Prep 15 mins
Cook 20 mins
Love yellow squash. Smothering is a Cajun cooking term that refers to browning anything from meat to vegetables in oil, then braising it in a small amount of liquid, tightly covered, until tender. The recipe comes from Gourmet magazine.
- 2 tablespoons olive oil
- 1 1⁄2 lbs yellow squash, halved lengthwise and cut crosswise into 1/8 inch thick slices
- 2 garlic cloves, finely chopped (or put through garlic press)
- 1⁄2 cup water
- 1⁄4 teaspoon salt
- 1⁄8 teaspoon pepper
- 1⁄4 cup finely chopped fresh basil
- Heat 1 tablespoon olive oil in a 12-inch heavy skillet over moderately high heat until hot, But not smoking, then add half of the squash and saute, stirring occasionally, until browned, about 5 minutes.

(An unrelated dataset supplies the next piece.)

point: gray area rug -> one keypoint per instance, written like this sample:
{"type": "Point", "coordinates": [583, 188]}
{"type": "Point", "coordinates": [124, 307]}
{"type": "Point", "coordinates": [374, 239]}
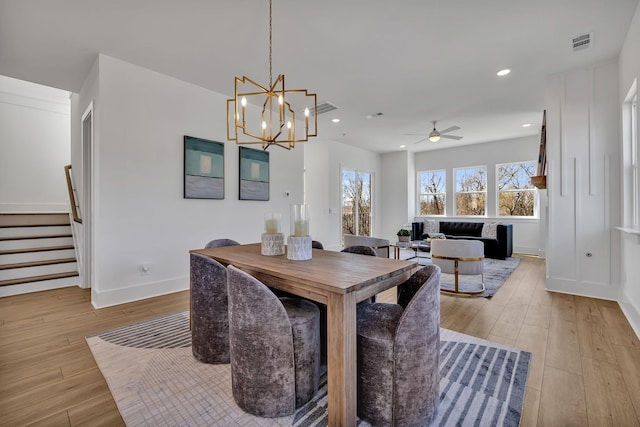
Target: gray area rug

- Transfer browned squash to a bowl, then heat remaining olive oil and saute remaining squash in the same manner.
- Return squash from bowl to skillet, add garlic and saute, stirring occasionally, 1 minute.
- Add water, salt, and pepper and simmer briskly, covered, until squash is tender and most of the liquid has evaporated, 6 to 7 minutes.
- Stir in basil and serve.
Excellent Recipe. I would like to point out that "smothering" is a Southern cooking term not a French/Cajun cooking term. "Etouffee" is the French/Cajun cooking term which describes "smothering". I learned that from my French grandmother from Bayou La Fourche who was, like you, an excellent cook.
Oh yeah! This one is going into the cookbook! Took a chance with the first two yellow squash of the season, and my hubby "yummed" all the way through! Thanks, Barb.
This was actually quite good. It had lots of flavor, especially for squash. I added a bit more salt on the plate, but other than that, it was really good. I did use a variety of squash, as I didn't have much yellow. Thanks.